Internet connectivity is no longer a luxury but a necessity for economic growth, education, and social development. Yet nearly 2.6 billion people—approximately one-third of the global population—remain without access.
This digital divide stems from a lack of essential infrastructure, leaving millions excluded from the benefits of digital communication, remote learning, and economic opportunities tied to emerging technologies.
The disparity in connectivity reinforces global inequality, as those without internet access are at a significant disadvantage in terms of education, employment, healthcare, and civic engagement.
Universal connectivity is a prerequisite for equitable economic participation, and bridging the digital divide is a crucial goal for sustainable global development.
Estimates suggest that ensuring universal internet access will require an investment in the range of hundreds of billions of dollars by 2030. However, mobilizing this scale of funding presents a major challenge.
Recognizing the urgency of the issue, the International Telecommunication Union (ITU) has partnered with several multilateral financial institutions to launch the Digital Infrastructure Investment Initiative (DIII).
The DIII is a collaborative effort co-led by ITU alongside institutions such as the Asian Infrastructure Investment Bank (AIIB), the African Development Bank Group (AfDB), the European Bank for Reconstruction and Development (EBRD), the Inter-American Development Bank (IDB), the Islamic Development Bank (IsDB), and the International Finance Corporation (IFC), part of the World Bank Group.
The initiative operates in close coordination with the G20 Presidency—held by Brazil in 2024 and South Africa in 2025 – with support from the Boston Consulting Group (BCG).
Launched in early 2024, the initiative aims to accelerate investment in digital infrastructure and enhance global internet accessibility. Expanding meaningful and affordable connectivity contributes directly to achieving 70% of the United Nations’ Sustainable Development Goals, according to UN studies.
However, progress on the SDGs remains uneven: only 17% of the 169 targets are on track, while over a third are either stalled or regressing. Digital technologies could help reverse this trend by enabling more inclusive economic participation and improved access to essential services.
The International Telecommunication Union Deputy Secretary-General Tomas Lamanauskas highlights that investing in resilient digital infrastructure is essential to connect the remaining 2.6 billion people to the internet and drive economic and social progress.
Digital infrastructure encompasses a broad range of components, including wireless networks, satellite connections, fiber-optic cables, data centers, and undersea cables.
Additionally, modern connectivity relies on investments in cloud services, data storage, and computing capacity. Despite the opportunities presented by digital transformation, large-scale investments in digital infrastructure face obstacles such as economic instability, regulatory uncertainty, and a lack of de-risking mechanisms for investors.
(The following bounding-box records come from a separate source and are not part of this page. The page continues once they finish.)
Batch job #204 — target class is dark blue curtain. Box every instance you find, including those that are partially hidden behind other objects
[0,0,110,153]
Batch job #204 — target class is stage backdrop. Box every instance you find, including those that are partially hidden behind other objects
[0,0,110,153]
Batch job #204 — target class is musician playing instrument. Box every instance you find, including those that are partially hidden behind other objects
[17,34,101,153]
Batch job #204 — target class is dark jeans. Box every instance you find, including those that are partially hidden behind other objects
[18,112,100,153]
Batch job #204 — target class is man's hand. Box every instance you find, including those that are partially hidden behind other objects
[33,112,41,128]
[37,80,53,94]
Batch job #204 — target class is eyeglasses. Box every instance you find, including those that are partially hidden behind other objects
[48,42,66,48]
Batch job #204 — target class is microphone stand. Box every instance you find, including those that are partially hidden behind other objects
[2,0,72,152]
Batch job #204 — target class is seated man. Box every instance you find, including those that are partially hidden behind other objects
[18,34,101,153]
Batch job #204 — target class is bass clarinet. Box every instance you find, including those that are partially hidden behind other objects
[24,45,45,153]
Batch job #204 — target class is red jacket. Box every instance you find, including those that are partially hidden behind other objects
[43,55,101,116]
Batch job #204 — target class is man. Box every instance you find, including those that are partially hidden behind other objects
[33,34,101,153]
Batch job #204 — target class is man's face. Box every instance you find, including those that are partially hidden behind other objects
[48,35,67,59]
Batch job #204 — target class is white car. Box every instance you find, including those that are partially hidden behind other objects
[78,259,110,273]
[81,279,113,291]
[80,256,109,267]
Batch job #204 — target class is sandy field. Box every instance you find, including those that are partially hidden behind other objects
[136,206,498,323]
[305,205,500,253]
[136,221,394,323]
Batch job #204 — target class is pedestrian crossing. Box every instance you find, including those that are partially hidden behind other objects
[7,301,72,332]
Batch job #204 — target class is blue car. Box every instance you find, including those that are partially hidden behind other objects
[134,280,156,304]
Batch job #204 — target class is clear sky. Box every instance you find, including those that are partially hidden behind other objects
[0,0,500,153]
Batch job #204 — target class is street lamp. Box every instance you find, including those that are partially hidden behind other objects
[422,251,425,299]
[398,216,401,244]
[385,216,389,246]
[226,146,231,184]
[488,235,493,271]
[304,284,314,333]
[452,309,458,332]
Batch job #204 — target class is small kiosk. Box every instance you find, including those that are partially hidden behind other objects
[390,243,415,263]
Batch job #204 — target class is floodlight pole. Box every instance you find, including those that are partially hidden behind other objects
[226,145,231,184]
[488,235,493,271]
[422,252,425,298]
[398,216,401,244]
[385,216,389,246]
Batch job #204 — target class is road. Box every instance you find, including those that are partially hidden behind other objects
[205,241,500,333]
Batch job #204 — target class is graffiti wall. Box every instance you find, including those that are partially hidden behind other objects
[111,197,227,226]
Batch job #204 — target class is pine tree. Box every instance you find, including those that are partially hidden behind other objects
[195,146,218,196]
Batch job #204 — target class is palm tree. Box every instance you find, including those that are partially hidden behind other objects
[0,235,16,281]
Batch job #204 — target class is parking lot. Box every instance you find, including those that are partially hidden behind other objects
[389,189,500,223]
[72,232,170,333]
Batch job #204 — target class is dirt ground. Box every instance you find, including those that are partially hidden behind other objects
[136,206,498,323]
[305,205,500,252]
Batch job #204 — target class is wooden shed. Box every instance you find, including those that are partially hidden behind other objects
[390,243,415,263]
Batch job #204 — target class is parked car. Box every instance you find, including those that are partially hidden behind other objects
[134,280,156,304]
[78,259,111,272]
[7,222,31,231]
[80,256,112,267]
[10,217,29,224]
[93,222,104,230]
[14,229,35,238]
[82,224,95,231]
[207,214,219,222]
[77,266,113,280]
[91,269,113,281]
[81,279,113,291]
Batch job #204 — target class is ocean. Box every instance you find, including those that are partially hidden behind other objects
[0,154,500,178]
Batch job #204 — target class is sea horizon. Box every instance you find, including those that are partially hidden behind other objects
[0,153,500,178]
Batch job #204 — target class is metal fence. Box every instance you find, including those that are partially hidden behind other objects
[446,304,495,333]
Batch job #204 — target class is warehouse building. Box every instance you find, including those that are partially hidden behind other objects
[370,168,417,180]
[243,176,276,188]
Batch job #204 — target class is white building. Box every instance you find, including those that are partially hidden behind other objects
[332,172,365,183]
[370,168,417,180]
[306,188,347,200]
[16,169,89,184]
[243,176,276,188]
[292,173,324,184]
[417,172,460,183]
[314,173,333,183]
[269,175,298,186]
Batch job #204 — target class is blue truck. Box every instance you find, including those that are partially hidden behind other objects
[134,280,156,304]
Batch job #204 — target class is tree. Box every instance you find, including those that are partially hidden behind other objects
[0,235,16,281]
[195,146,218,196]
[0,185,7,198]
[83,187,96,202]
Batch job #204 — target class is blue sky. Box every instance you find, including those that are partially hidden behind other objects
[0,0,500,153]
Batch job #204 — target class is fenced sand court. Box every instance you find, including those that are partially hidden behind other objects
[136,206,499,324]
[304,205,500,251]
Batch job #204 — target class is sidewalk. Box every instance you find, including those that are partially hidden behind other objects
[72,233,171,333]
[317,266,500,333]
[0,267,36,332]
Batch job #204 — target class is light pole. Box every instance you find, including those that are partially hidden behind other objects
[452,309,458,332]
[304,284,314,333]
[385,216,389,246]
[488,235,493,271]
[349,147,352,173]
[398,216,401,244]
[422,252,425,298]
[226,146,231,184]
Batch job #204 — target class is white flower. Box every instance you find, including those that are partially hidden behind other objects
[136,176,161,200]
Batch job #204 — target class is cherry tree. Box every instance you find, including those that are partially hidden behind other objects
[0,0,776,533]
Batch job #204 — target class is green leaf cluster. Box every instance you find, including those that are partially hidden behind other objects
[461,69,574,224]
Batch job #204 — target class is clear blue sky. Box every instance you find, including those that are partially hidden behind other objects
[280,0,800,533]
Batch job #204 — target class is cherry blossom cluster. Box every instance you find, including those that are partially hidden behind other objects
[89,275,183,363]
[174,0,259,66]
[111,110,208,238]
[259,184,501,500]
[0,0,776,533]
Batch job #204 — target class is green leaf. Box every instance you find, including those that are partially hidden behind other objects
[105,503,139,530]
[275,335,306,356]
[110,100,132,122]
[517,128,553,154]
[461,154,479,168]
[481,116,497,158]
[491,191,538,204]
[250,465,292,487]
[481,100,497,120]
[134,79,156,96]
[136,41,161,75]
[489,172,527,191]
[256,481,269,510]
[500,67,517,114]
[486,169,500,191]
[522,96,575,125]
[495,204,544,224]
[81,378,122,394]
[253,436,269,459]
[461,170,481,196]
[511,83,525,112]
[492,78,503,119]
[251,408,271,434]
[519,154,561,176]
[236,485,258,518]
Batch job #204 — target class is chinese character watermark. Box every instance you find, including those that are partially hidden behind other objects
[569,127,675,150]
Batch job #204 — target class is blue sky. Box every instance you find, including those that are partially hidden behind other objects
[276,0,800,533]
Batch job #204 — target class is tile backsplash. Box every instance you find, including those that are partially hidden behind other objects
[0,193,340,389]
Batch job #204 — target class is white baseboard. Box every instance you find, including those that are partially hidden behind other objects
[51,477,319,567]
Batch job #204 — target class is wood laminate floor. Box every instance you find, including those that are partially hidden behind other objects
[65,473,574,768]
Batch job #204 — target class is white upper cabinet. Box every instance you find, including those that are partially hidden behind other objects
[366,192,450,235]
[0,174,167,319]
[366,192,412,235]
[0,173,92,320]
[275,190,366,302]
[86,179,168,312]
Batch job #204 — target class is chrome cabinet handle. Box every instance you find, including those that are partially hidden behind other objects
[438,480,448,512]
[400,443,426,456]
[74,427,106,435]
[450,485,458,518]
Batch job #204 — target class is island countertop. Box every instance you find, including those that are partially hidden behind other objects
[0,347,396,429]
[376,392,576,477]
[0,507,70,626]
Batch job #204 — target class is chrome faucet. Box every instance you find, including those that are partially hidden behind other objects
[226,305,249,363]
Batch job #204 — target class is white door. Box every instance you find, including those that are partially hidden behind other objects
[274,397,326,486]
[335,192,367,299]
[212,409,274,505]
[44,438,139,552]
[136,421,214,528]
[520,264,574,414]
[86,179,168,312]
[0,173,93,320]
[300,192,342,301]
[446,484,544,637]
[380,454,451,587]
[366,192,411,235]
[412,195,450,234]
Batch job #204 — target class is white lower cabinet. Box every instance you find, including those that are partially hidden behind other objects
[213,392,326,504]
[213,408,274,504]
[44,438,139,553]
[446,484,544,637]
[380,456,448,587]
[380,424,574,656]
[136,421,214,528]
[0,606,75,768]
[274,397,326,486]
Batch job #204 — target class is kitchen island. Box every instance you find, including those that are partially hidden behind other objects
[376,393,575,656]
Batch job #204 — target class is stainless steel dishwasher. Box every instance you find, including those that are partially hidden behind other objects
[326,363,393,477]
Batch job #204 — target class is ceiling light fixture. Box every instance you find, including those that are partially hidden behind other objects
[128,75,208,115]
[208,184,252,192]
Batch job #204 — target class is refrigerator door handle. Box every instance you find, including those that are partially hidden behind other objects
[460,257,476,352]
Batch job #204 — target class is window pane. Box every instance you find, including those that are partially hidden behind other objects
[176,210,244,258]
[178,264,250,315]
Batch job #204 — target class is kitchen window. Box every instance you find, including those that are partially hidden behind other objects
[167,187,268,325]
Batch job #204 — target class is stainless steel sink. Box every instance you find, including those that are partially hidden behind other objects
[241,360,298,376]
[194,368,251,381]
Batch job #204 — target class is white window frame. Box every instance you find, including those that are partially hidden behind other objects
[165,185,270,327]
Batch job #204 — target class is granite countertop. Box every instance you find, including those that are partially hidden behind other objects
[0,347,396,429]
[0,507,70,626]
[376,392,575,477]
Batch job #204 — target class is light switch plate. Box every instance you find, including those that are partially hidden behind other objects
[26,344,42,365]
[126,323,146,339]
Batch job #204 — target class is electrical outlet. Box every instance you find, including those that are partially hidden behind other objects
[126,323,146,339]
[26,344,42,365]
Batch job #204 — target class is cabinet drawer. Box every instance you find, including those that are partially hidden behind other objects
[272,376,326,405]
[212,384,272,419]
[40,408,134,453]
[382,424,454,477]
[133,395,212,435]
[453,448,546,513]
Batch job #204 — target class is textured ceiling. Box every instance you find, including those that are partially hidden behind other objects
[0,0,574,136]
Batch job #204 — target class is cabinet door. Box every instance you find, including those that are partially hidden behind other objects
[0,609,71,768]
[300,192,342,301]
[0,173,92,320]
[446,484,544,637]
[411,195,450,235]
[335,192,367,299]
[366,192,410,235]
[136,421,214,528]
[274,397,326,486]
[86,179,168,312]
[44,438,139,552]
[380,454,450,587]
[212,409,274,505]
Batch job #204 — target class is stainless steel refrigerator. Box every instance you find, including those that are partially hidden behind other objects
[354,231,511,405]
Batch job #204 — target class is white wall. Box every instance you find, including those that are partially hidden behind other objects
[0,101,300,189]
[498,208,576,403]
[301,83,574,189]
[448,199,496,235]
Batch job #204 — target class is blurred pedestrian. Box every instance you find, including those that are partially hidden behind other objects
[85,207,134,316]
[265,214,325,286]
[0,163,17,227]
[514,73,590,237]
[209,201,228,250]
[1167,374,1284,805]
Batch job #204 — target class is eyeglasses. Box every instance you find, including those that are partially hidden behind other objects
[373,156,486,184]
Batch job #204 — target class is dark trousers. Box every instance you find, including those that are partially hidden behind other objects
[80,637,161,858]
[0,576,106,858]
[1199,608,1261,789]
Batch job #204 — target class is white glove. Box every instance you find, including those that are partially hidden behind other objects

To address these challenges, the DIII has formed a working group focused on three key areas: understanding the global investment gap in digital infrastructure, developing an assessment framework to identify country-specific investment barriers, and identifying innovative financing mechanisms.
The initial phase of the initiative has already provided valuable insights into funding sources, operating models, and financial tools designed to mitigate risks in emerging markets.
Access to digital connectivity is particularly vital for the world’s least developed countries, landlocked developing countries and small island developing states. These regions often face the greatest challenges in accessing stable, high-speed internet. Successful mobilization of investment will help bring digital transformation to these underserved markets, enabling millions to participate in the global digital economy.
The DIII’s recommendations have already influenced major policy discussions, including Brazil’s G20 Digital Economy Working Group and the 2024 UN Summit of the Future. In 2025, its findings will contribute to the Fourth International Conference on Financing for Development.
Furthermore, the initiative supports the efforts of Giga, a joint program between ITU and UNICEF, which aims to connect every school worldwide to the internet.
Recent developments underscore the growing recognition of digital infrastructure as a critical investment sector. For instance, Blackstone’s infrastructure division generated USD 1.2 billion in fee revenues in the fourth quarter of 2023, highlighting the financial appeal of large-scale digital projects.
Meanwhile, ByteDance’s TikTok has committed to investing approximately USD3.76 billion in a data hosting service in Thailand, expected to be operational by 2026. These investments reflect the increasing priority given to digital infrastructure by both private enterprises and governments.
As global demand for high-speed internet access continues to rise, initiatives like the DIII play a pivotal role in ensuring that connectivity is both meaningful and equitable.
Bridging the digital divide requires sustained collaboration between governments, private investors, and international organizations. By addressing investment barriers and fostering innovative financial solutions, the DIII is paving the way for a more inclusive and digitally connected future.